21 April 2011


Mark 14: 22-31

Maundy Thursday/ 21 April 2011

I don’t think any of them could have imagined what the next 24 hours would be like – and how their lives would be forever changed in 36 hours.  They broke the bread, shared the cup, heard Jesus give a sermon – which they didn’t really get, especially Peter (he had his own agenda) – and then they left. They sang a hymn as they went, a well-known familiar hymn, I’m sure, sung without hymnals or a power point presentation displaying words on a large screen.  They knew their faith by heart.  But their faith, their religion, their spiritual practices were just as firmly in place after the meal as they were before the meal, without the slightest hint that the meaning of their faith was about to be radicalized.

            They knew something was about to happen, but they’re all a little oblivious to what’s going on right in front of their eyes.
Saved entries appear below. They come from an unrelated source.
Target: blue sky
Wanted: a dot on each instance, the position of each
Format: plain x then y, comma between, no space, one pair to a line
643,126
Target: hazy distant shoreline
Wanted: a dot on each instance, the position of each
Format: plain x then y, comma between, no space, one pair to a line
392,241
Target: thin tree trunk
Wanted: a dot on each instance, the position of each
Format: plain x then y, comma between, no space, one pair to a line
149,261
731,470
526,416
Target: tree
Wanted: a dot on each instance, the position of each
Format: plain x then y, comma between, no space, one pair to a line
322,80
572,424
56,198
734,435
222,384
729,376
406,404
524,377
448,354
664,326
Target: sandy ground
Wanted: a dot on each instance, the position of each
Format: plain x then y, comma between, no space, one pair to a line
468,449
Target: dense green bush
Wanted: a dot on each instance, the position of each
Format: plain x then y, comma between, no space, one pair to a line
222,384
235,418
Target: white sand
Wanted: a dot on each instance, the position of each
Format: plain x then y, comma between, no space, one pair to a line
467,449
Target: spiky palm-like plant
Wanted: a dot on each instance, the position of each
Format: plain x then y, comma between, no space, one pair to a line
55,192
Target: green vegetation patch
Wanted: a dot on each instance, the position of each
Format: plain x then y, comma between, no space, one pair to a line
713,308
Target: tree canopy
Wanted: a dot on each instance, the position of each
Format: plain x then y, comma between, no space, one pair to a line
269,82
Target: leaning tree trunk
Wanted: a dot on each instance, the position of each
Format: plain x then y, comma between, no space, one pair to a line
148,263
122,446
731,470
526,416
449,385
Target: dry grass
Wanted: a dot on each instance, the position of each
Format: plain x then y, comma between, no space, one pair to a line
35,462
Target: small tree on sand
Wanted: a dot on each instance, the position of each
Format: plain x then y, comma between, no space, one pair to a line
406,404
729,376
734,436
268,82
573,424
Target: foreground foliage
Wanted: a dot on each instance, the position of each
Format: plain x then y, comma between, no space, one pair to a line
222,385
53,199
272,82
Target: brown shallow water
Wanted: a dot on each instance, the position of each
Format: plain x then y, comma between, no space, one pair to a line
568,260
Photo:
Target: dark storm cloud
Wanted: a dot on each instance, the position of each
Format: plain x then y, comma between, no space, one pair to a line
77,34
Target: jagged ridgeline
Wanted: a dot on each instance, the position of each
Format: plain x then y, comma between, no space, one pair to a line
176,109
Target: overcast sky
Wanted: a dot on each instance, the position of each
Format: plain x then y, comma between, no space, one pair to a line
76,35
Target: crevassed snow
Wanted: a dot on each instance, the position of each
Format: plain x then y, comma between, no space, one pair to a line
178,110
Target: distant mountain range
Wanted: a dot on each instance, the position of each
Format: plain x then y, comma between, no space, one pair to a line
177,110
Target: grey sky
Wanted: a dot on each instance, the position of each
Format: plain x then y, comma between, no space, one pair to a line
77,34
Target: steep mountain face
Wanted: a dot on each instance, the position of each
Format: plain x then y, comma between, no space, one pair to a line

They didn’t know that night just how little time they had left with him.  By that same time the following night, he would be gone.

            One of my favorite contemporary writers is Anne Lamott.   She’s funny, quirky, wonderfully irreverent, edgy, smart, been to hell and back, in love with Jesus – and not afraid to tell you so.  She wrote a wonderful book on writing itself, two memoirs about her journey of faith (she was raised in an atheist household) and her son, Sam, a book about parenting, along with several novels.  She’s nurtured by St. Andrew Presbyterian Church situated in Sausalito, along San Francisco Bay. On Monday (April 18), Michele Norris from NPR talked with Anne about what Easter means, in a segment entitled, “Beyond Bunnies:  The Real Meaning of Easter.”   

            Norris asked her how the seasons of Lent and Easter have changed for her.  Anne said her life was changed when she was 38 when her best friend, Pammy, died.  They went shopping two weeks before she died.  Pammy was wearing a wig and in a wheelchair.  Anne said she was out looking for a new dress to impress a boyfriend she was seeing at the time. She tried the dress on and asked Pammy what she thought. She wanted to know if it made her hips look big.  To which she said, calmly, “Annie, you don’t have that kind of time.”

            Lent and Easter – this night – are about being real, honest, and authentic about time and about the state of our lives in this marvelous, yet scary universe.  It exposes things we would rather not face or acknowledge, so we get lost in bunnies and bonnets and chocolate and tulips and spring-time renewal, which, we must admit have little to do with what we’re talking about here to night, which is death and resurrection.

            That’s what changed Annie life, she said, that moment:  “You don’t have that kind of time.”  Lamott said,  when she really stops all the zaniness of contemporary life, stops all the diversions and avoidances that hide the truth, when she sets aside her own agenda, she remembers and hears, “…you don’t have that kind of time.”  Instead, Lamott says to herself, “you have time only to cultivate presence and authenticity and service, praying against all odd, [you] get your sense of humor back.”[1]

            So what do we have time for?  To cultivate presence, authenticity, service, laughter.  To discover what a life is for and why we live it.[2]  To learn or relearn, discover or rediscover that our lives mean something and—what is more—that the very sinews of our being, the very thing that allows us to be and sustains us with every breath, every second in existence is participating in the very being of God.  It’s too much to all take in in the moment.  In time the disciples came to the realization who he really was—and remains to be. That the one who breaks bread with us and shares a cup with us, who shares this table with us this night, who gives us his presence in this meal, is the same one in whom the entire universe coheres and has being and meaning.[3]  It’s a staggering, mind-boggling thing we do here tonight and every time we gather like this.  It’s too much to take in.

            That’s why Jesus gives us this meal – to help us grasp these things, so that we make time for the things that matter.   Cultivate presence. Authenticity. Service. Laughter.

            At the end of the interview Norris asked Lamott what she will do on Easter.  Go to her little church for worship, which will have “a huge crowd that day of 60,” for worship, help with church school, and, she said, “cry out of joy that this is the truth of our life together. And then I will go home,” she said, “and I will have 25 people—about 15 relatives and 10 riffraff, i.e. my closest friends—and we sill sit down, and we will eat, the most sacred thing we do.”

[1] Hear or read the full interview with Anne Lamott at the NPR website: http://www.npr.org/2011/04/18/135517274/beyond-bunnies-the-real-meaning-of-easter-season.
[2] James E. Loder, The Logic of the Spirit:  Human Development in Theological Perspective (San Francisco: Jossey-Bass, 1998).  These are the two critical questions that Loder explores in this text.
[3] James E. Loder, The Transforming Moment (Colorado Springs:  Helmers & Howard, 1989): “Perhaps only those who have been partially blinded by the Truth—whether suddenly or gradually—come to the breath-taking realization that the One who sits at table and breaks bread and drinks wine with us is the One through whom and for whom all ten billion light years of creation, including our own come-lately, here-and-now existence, have their being.”